When a user types in a web address, selects a bookmark, or clicks a regular link, the browser issues an HTTP GET request.

GET somepage.html HTTP/1.1

When a user submits a form whose method="get", the browser also issues a GET request. But first, it appends the form's data to the URI listed in the ACTION attribute.

GET somescript.php?name1=value1&name2=value2 HTTP/1.1

If method="post", the browser creates a POST request, instead. And it puts the form's data inside the body of the HTTP request.

POST somescript.php HTTP/1.1
Content-Length: 25
name1=value1&name2=value2

These differences have big implications. See w3schools Methods: GET vs. POST.

GET request	POST request
never use with passwords	a little safer from casual attacks
makes data public in URI	doesn't display data
data are stored in browser history or server logs	data not stored in history or logs
can only transmit ASCII text	can transmit binary data, too
limited to 2048 bytes	has no size limit
can be bookmarked	can't be bookmarked
back navigation/reload is harmless	causes data to be reposted

PHP and FORM data

PHP puts data it receives via GET or POST into a $_GET or $_POST array.
(It also copies both into a general-purpose $_REQUEST array.
But it's best to know how values reach your script, so avoid $_REQUEST.)

$_GET['lname'] // holds value from <input type="text" name="lname" /> when method="get"
$_POST['lname'] // holds value from <input type="text" name="lname" /> when method="post"

NOTE: the array key, 'lname', corresponds to the NAME attribute of the field, not to its ID.

See below for examples of processing forms.

top

TEXT

<input type="text" id="xxx" name="xxx" size="12"  />
<input type="text" id="xxx" name="xxx" value="some value" size="12" maxlength="15"  />

... | top

Can include javascript events as attributes (eg: onchange, onmouseover, onmouseout, etc.)

Below, PHP and javascript manipulate value and onchange attributes:

<script language="JavaScript" type="text/javascript">

	function ucase(myfield) {
		// "value" is a text object with its own set of methods
		myfield.value = myfield.value.toUpperCase();  
	}
</script>

<input type="text" size="12" maxlength="15" id="xxx" name="xxx" 
	value="<?php echo $xxxval; ?>" onchange="ucase(this)" />

// OR, w/out calling a separate function (and lowercase)

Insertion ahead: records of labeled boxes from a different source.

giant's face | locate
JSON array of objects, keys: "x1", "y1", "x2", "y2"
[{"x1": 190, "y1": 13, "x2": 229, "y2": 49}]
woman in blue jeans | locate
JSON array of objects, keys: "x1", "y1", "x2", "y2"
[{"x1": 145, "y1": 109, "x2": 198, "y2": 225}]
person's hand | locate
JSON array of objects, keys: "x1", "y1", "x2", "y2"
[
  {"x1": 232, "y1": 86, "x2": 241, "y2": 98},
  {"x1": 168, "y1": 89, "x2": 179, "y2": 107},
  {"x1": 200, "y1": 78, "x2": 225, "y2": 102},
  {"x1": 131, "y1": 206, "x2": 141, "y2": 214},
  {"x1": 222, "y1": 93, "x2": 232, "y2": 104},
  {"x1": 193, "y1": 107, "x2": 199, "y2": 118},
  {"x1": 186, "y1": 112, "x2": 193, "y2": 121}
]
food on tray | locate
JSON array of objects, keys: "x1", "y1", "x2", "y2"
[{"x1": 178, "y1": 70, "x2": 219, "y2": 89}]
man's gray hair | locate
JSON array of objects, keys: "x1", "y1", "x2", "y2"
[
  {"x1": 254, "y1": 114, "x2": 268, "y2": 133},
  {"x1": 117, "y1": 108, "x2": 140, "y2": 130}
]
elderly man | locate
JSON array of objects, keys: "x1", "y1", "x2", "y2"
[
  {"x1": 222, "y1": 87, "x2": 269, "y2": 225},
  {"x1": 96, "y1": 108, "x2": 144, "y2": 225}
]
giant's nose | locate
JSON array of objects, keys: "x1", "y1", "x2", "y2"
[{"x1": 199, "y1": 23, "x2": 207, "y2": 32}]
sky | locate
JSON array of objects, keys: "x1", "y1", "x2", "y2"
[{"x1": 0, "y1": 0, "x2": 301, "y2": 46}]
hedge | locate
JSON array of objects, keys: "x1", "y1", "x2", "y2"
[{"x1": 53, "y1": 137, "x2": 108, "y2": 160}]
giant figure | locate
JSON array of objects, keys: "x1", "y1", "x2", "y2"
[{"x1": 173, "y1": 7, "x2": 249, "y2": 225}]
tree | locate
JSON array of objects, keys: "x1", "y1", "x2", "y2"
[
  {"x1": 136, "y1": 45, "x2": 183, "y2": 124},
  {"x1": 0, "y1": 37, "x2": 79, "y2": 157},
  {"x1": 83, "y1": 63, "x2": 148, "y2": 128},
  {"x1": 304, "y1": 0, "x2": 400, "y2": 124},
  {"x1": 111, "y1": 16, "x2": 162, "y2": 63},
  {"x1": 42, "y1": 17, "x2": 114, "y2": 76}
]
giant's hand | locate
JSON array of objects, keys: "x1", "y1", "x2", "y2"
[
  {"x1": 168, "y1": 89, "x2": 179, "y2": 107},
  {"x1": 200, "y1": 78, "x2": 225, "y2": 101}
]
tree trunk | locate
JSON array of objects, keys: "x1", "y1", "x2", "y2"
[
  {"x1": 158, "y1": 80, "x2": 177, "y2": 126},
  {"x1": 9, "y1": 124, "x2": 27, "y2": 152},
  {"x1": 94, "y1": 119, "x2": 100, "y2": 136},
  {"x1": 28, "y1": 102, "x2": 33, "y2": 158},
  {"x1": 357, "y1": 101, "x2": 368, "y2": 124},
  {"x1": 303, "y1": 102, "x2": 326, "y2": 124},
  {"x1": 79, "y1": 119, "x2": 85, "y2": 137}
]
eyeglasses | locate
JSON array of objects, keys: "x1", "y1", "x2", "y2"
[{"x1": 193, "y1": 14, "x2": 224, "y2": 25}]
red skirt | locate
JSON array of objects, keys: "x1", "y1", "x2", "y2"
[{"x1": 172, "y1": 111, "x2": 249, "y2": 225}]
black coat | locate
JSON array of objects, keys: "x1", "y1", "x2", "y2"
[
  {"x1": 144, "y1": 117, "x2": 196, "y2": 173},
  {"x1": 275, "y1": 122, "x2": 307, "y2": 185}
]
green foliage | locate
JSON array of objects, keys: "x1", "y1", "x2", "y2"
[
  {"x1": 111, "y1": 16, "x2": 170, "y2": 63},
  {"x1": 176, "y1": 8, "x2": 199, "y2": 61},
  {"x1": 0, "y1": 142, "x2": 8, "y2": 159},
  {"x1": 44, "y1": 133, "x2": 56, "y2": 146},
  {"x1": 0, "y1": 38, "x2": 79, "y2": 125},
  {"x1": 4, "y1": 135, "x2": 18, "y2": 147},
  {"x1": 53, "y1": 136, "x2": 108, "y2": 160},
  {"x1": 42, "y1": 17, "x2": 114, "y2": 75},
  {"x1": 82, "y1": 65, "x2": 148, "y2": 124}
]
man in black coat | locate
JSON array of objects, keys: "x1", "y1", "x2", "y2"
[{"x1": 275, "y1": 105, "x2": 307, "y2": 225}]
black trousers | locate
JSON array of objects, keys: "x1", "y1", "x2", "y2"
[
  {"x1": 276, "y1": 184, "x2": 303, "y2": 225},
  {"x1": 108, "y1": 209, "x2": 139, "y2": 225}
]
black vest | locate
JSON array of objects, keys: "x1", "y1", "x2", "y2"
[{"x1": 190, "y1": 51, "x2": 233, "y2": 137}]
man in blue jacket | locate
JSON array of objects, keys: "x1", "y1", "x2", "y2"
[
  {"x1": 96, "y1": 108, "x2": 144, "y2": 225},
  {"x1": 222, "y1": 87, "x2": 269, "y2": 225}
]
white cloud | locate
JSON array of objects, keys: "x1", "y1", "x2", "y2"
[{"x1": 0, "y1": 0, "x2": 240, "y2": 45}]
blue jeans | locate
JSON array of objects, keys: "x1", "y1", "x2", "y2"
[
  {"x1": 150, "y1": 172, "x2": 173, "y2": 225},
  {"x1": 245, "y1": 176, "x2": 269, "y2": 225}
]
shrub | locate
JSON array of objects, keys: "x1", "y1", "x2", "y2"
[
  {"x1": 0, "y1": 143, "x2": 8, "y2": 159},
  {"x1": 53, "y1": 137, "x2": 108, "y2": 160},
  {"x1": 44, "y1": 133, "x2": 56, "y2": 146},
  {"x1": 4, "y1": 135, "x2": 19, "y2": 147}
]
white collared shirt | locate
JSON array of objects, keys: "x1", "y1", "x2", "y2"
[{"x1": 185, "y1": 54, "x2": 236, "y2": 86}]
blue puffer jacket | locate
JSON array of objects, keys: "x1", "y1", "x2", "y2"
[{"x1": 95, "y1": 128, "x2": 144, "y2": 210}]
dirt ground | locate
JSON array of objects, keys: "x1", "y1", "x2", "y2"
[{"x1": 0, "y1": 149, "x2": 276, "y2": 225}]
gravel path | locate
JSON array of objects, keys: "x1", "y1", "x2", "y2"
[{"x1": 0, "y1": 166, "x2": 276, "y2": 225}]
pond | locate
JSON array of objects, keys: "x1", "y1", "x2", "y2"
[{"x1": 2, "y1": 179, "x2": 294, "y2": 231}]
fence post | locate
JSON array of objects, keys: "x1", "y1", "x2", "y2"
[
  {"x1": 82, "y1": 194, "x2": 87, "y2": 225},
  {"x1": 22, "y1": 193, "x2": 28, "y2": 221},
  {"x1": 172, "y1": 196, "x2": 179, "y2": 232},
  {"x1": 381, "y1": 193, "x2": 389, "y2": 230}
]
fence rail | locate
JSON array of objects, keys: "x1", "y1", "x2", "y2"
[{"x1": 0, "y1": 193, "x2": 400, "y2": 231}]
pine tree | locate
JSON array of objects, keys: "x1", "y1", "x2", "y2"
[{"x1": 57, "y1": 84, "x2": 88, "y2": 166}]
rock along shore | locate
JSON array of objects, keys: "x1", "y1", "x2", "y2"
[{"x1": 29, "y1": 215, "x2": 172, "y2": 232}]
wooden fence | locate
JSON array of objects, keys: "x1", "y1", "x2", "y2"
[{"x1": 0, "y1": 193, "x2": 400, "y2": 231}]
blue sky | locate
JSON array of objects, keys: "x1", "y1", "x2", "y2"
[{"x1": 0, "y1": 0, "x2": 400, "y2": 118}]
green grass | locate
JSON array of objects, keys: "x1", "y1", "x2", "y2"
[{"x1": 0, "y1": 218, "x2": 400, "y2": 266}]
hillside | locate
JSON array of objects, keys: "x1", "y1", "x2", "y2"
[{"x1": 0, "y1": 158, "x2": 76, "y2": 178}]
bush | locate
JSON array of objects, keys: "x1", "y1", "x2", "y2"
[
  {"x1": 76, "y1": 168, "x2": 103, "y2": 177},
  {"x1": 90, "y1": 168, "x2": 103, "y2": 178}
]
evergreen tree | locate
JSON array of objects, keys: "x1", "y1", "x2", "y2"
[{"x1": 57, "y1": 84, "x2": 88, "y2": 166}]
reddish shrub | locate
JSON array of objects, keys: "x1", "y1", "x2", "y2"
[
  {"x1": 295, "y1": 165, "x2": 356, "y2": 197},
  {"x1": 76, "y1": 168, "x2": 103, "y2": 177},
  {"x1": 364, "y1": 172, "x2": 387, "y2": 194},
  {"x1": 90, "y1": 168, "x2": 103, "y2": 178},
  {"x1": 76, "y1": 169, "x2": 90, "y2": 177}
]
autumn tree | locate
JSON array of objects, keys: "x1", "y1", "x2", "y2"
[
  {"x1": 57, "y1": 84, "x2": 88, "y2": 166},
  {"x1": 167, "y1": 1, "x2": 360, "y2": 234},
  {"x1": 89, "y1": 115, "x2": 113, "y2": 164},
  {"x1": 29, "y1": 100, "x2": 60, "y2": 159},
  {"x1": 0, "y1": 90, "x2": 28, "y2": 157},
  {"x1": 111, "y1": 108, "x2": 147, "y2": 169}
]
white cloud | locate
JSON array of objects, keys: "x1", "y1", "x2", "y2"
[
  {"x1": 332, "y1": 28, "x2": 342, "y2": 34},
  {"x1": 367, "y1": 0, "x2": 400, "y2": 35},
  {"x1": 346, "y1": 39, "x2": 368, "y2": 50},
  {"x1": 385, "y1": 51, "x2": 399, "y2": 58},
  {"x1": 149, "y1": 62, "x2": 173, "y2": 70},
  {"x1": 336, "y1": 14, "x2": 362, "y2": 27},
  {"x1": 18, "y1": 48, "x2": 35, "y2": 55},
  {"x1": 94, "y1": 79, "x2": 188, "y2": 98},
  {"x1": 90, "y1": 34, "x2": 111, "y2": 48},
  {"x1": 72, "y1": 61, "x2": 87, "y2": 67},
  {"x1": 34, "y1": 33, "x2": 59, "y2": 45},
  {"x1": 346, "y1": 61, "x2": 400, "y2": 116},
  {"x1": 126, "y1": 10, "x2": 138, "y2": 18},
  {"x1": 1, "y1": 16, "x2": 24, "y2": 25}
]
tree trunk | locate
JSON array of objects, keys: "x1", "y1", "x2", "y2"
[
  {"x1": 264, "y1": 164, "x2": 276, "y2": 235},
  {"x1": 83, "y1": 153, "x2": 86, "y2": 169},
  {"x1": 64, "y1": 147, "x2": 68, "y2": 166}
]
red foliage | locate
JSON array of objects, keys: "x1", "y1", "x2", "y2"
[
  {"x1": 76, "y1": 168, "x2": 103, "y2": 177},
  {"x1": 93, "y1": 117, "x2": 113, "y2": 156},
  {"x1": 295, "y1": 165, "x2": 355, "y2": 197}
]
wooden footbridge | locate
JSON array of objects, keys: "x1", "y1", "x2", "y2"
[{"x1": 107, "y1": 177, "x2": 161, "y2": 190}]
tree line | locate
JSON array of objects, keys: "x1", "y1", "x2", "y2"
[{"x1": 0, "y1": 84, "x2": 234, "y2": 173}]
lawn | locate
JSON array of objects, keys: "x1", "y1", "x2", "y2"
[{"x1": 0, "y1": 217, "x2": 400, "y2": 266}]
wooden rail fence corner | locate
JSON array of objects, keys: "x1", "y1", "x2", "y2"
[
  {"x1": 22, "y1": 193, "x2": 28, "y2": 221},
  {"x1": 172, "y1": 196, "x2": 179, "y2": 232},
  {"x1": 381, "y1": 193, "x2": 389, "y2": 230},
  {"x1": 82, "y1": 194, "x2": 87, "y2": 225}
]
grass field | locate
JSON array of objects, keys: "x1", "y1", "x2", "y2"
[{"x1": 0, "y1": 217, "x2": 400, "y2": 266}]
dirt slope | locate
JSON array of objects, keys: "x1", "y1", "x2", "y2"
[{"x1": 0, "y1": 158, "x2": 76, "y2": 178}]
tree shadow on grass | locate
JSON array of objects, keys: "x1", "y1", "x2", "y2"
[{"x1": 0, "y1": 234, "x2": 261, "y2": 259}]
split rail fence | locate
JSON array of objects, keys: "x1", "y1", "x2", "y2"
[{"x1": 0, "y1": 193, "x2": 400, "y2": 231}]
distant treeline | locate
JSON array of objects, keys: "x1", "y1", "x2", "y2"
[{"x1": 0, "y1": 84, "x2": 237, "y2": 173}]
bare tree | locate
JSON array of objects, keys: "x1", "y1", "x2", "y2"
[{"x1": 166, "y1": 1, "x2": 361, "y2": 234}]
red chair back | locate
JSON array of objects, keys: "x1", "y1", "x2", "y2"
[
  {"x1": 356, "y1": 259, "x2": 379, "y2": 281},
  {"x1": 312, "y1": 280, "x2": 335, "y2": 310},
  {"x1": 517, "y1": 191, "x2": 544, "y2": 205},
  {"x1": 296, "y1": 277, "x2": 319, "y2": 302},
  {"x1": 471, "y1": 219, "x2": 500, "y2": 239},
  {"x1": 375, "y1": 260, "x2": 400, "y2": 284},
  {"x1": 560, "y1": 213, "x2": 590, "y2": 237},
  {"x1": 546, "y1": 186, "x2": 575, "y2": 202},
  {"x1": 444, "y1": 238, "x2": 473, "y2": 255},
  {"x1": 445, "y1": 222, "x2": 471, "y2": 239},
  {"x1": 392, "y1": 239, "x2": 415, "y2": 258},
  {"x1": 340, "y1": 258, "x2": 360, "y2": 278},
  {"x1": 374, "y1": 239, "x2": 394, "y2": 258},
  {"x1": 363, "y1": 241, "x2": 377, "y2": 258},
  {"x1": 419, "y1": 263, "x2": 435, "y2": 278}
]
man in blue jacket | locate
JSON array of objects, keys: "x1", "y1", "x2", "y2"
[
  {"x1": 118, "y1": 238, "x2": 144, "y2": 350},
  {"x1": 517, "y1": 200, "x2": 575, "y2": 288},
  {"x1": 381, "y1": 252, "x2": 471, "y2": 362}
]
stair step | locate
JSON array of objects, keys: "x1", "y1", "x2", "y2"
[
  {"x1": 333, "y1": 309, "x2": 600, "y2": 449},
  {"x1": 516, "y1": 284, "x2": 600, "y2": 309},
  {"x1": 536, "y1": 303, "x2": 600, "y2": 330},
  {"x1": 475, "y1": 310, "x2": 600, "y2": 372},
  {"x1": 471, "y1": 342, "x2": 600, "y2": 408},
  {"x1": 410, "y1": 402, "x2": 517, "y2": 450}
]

<input type="text" size="12" maxlength="15" id="xxx" name="xxx" 
	value="<?php echo $xxxval; ?>" onchange="this.value=this.value.toLowerCase()" />

PASSWORD

<input type="password" id="xxx" name="xxx" size="12" maxlength="25" />

Like text, but browser displays asterisks instead of text.

HIDDEN

<input type="hidden" id="xxx" name="xxx" />

Hidden elements are not secure. Anyone can look at the page's source and see and alter values stored there.
They can be convenient holders for values used by scripts or other pages, just don't trust them more than other form elements.

CHECKBOX

<input id="chk_1" name="chk_1" type="checkbox" checked="checked" />

... | top

Note: an UNchecked checkbox generates no POST variable for PHP.

The script below generates checkboxes based upon the value of bits in an integer.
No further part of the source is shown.